Poi ci sono gli utenti stessi, che sembra che in qualche modo si interessino della propria privacy, ma anche no. Un report di Pew del 2014 ha scoperto che mentre l’80% degli americani si preoccupa delle terze parti che accedono ai loro dati sui siti di social networking, il 55% “è d’accordo” o “è fortemente d’accordo” con questa frase: “Voglio condividere alcune informazioni su me stesso con aziende per l’uso gratuito online di servizi”. Praticamente, ci siamo abituati al commercio online delle informazioni personali per servizi gratuiti. È il vecchio detto “se non paghi per il servizio, allora sei tu il prodotto”. Inoltre, i dati degli utenti sono un prodotto piuttosto lucrativo. C’è probabilmente uno svantaggio nel restringerne il flusso (si veda: la capitalizzazione azionaria di $360 miliardi di Google). Molte aziende non hanno mai considerato che potrebbero esserci delle alternative all’attuale modello dati-utente-per-il-servizio di gran parte di internet.

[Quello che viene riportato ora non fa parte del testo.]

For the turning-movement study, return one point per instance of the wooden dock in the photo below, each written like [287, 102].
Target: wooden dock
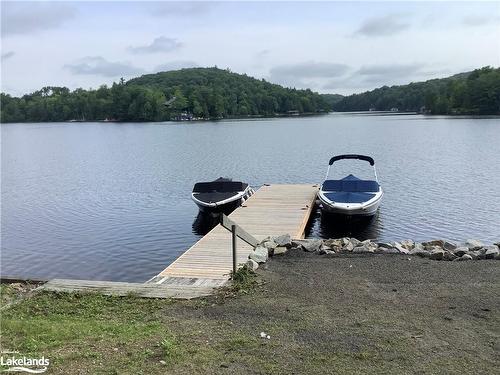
[272, 211]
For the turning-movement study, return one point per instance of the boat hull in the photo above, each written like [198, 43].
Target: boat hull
[368, 208]
[223, 206]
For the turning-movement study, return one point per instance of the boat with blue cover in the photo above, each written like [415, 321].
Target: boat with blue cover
[351, 196]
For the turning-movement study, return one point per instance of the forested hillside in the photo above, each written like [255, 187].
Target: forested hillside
[196, 92]
[476, 92]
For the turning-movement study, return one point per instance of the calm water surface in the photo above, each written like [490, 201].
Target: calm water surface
[112, 201]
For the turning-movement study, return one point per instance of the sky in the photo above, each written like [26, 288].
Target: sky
[329, 47]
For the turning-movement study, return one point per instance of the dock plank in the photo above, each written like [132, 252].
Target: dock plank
[273, 210]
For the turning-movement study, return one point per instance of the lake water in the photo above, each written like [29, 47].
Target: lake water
[112, 201]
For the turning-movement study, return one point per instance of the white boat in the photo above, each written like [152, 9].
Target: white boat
[221, 195]
[351, 196]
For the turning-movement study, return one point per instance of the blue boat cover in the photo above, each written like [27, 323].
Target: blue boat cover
[347, 197]
[351, 184]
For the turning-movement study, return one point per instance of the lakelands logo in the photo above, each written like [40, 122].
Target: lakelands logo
[15, 363]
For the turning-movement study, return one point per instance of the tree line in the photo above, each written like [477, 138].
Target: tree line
[206, 93]
[474, 93]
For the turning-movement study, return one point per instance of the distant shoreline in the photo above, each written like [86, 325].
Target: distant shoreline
[263, 117]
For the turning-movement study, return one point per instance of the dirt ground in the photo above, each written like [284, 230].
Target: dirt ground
[366, 314]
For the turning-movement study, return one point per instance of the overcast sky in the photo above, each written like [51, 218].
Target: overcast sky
[330, 47]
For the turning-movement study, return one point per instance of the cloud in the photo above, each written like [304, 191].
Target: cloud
[304, 74]
[160, 44]
[389, 70]
[309, 69]
[477, 20]
[175, 65]
[182, 9]
[30, 17]
[7, 55]
[97, 65]
[262, 53]
[382, 26]
[368, 77]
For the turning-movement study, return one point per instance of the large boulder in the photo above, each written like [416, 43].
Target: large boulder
[450, 246]
[326, 250]
[312, 245]
[280, 250]
[408, 244]
[260, 254]
[284, 240]
[430, 244]
[269, 244]
[370, 245]
[460, 251]
[348, 246]
[354, 241]
[400, 248]
[448, 255]
[362, 248]
[491, 252]
[437, 253]
[421, 252]
[384, 245]
[474, 244]
[252, 264]
[335, 244]
[464, 257]
[474, 254]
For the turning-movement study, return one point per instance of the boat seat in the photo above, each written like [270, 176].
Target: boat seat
[349, 197]
[353, 186]
[219, 186]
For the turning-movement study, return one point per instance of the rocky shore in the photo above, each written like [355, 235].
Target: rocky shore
[434, 249]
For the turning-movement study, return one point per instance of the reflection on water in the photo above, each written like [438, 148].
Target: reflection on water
[111, 201]
[204, 223]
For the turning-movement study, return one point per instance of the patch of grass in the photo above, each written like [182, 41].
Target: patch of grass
[244, 279]
[170, 349]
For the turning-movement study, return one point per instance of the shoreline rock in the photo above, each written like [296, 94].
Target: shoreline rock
[437, 249]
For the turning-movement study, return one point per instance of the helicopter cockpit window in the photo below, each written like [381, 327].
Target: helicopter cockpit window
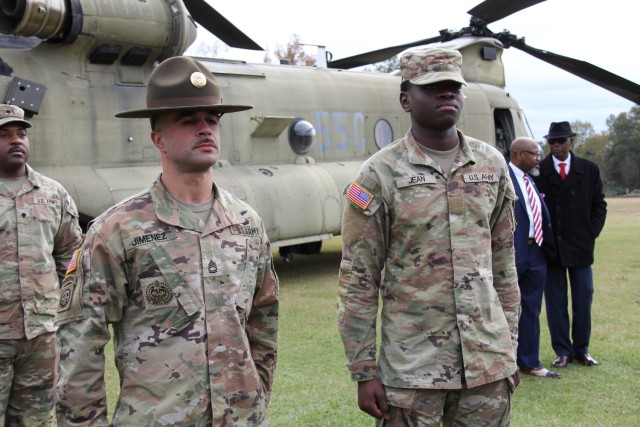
[301, 136]
[382, 133]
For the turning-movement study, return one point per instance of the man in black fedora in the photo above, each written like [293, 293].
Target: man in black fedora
[573, 192]
[182, 274]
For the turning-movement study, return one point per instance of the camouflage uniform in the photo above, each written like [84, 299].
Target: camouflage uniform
[39, 231]
[438, 252]
[194, 312]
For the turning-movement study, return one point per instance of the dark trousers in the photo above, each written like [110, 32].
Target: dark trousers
[531, 282]
[581, 280]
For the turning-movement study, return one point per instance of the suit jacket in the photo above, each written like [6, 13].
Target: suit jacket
[521, 235]
[577, 207]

Poi c’è questa nozione del “Minimum Viable Product Disease”, in cui i prodotti vengono mandati fuori ancora prima di prendere in considerazione la privacy. Non è una sorpresa: adottare la privacy come principio fondamentale è time-consuming e costoso, come ha scoperto l’azienda di pubblicità 4info.
Provateci comunque#section17
Il fatto che sia difficile non vuol dire che abbiamo finito. Proprio come abbiamo la responsabilità di progettare prodotti accessibili, anche quando sarebbe più semplice non farlo, abbiamo la responsabilità di prendere in considerazione la privacy. Abbiamo tutti un ruolo nel plasmare il modo in cui consegnamo i prodotti: dobbiamo essere sicuri che soddisfino gli interessi degli utenti in un’era in cui la nozione di vita privata è stata fortemente compromessa. Quindi, facciamolo con molta attenzione, non limitiamo le nostre considerazioni alle feature che gli utenti vedono, ma al contrario, guardiamo al di sotto e al di sopra, spingiamoci più in là nel futuro e pensiamo più in grande a quella che è la user experience.